That's because gas taxes are an unusually live wire in US politics, not because roads are fundamentally uneconomic. Until 2008 gas taxes did cover highway spending, and they now require general transfers because gas taxes weren't indexed to inflation. According to this website the taxes weren't increased since 1993, so in practice the US system has been deliberately starved of sustainable revenue.
https://taxpolicycenter.org/briefing-book/what-highway-trust...
"Congress could pay for projected highway and mass transit spending by simply raising the federal tax rate on gasoline and diesel fuel. Increasing those rates by 15 cents per gallon along with indexing the rates for inflation would increase federal revenues by $240 billion over ten years (CBO 2022)."
Balancing the highway books in the USA would be easy, and it's done already in most other parts of the world.
You've now admitted that most of the cost of maintaining and building roads in the US is borne by government subsidies.

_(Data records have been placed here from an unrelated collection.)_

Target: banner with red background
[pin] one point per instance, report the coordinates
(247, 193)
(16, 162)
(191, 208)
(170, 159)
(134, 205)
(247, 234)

I just looked up how Germany funds its road network. It turns out that 2/3rds of the funding comes from taxes (subsidies, in other words).[0]
0. https://bmdv.bund.de/DE/Themen/Mobilitaet/Infrastrukturplanu...
Funding is a subsidy only if it comes from tax/borrowing sources that aren't related to the thing being subsidized. If taxes levied on driving fund driving, that's not a subsidy. Also that page seems to be talking about all transport including railways, but we're only interested in roads here.
Germany spends ~16B EUR per year on roads at the federal level:
https://www.statista.com/statistics/1293915/federal-expendit...
The amount it gets from motor taxes is vastly in excess of that:
https://www.destatis.de/EN/Themes/Society-Environment/Enviro...
That's not surprising because Germany has the highest motor taxes in Europe:
https://www.acea.auto/press-release/motor-vehicle-taxation-b...
The US does subsidize roads but it doesn't have to, hasn't done so in the recent past and arguably shouldn't be doing so.
Germany is highly federal. The federal government only covers a portion of the cost of road construction and maintenance, with state and local governments carrying much (a majority, I think) of costs.
From what I see in your 2nd link, motor taxes do not even cover the federal government's contribution to road construction and maintenance, not to even mention what state and local governments pay.
You're saying the US doesn't have to subsidize roads, but removing that subsidy would require the US to raise fuel taxes and tolls by 200%. Rail can also break even if prices are increased. The reason governments subsidize HSR is because it has positive externalities.